Much more urbanized than in other Service Units, each tribe is autonomous and publishes its own community newspaper. Native crafts, such as basketry, beadwork, jewelry, and sand-paintings, are available in tribal cultural centers, as well as the art galleries of Scottsdale. The challenge here is great. A positive attitude will go a long way toward helping others improve their lives.


One of the fastest growing metropolitan areas in the United States, Phoenix is the base for our Phoenix Area Office and hospital. We serve more than 35,000 Indians within this Service Unit. When the referral population from the Arizona Service Units are added in, a total of more than 70,000 American Indians receive health care from this location.

Phoenix is ideal for families. You can choose from established neighborhoods or sparkling new master-planned communities. Rental, resale, and new homes are available throughout the metro area. Arizona State University is in Tempe, and numerous community colleges are located valley-wide. In addition, several of our Medical Center's clinical departments offer continuing education for the IHS staff.

Phoenix is at an elevation of 1,092 feet, an arid climate with low mountainous areas. Winter, fall, and spring are beautifully mild and sunny; summer is hot with temperatures often exceeding 100 degrees. The dryness of the desert tempers the heat, along with the many public pools and nearby lakes.

Best of all, Phoenix is centrally located, making it convenient to cooler climates. Feel the freshness of the crisp pines in Prescott. Head over to Payson for a old-time fiddler's contest. Or see the genius of Frank Lloyd Wright at Taliesin West.

For the sports enthusiast, the Valley boasts major intercollegiate competition from the PAC-10, as well as the annual Fiesta Bowl. We're also home to Arizona Diamondbacks baseball team, Arizona Cardinals professional football, Phoenix Suns basketball team, Phoenix Mercury professional womens basketball team, and the Phoenix Coyotes ice hockey team. During the spring, many major league baseball teams set up their training camps here.
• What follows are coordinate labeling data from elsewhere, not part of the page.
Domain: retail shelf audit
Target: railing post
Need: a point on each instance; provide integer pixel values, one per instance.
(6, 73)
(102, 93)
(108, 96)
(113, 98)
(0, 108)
As you can see, when you live in Phoenix, you have the best of big city and country life.

Phoenix Indian Medical Center

Work with your peers from around the world at this JCAHO- accredited 127-bed hospital. The Phoenix Indian Medical Center (PIMC) employs nearly 600 people to provide its comprehensive range of specialty services. These services include anesthesiology, pediatrics, internal medicine, surgery, plastic surgery, obstetrics- gynecology, family practice, emergency medicine, ophthalmology, optometry, ENT, podiatry, pathology, radiology, psychiatry, physical therapy, and dental services. There are also subspecialties of gastroenterology, infectious disease, pulmonary, and future plans for cardiology.

In addition, care is given through contract health services to Indian people in the farther sections of the Service Unit. The PIMC professional staff also travel throughout the states in the Phoenix Area region, providing consultation and guidance to other IHS hospitals and health centers.

An entire floor of PIMC is devoted to research conducted by the National Institutes of Health on selected diseases of high prevalence among southwestern tribes.

Salt River Health Center, WestEnd Health Station, and Fort McDowell Clinic

Supplementing the hospital's services, these small outpatient facilities are located in areas where transportation is limited. Salt River and WestEnd are 40-hour centers; the Fort McDowell clinic is open 3 days a week

Community Health Services

In a large metropolitan area such as Phoenix, it is vital that we monitor the needs of the tribal communities. Our comprehensive programs include public health nursing, social servics, mental health, substance abuse, health education, environmental health, and nutritional services. Rural communities live in the shadow of big city wealth. Modern cultures impose new standards upon the old. Your vision and commitment to caring will help us meet the changing needs of the Indian people.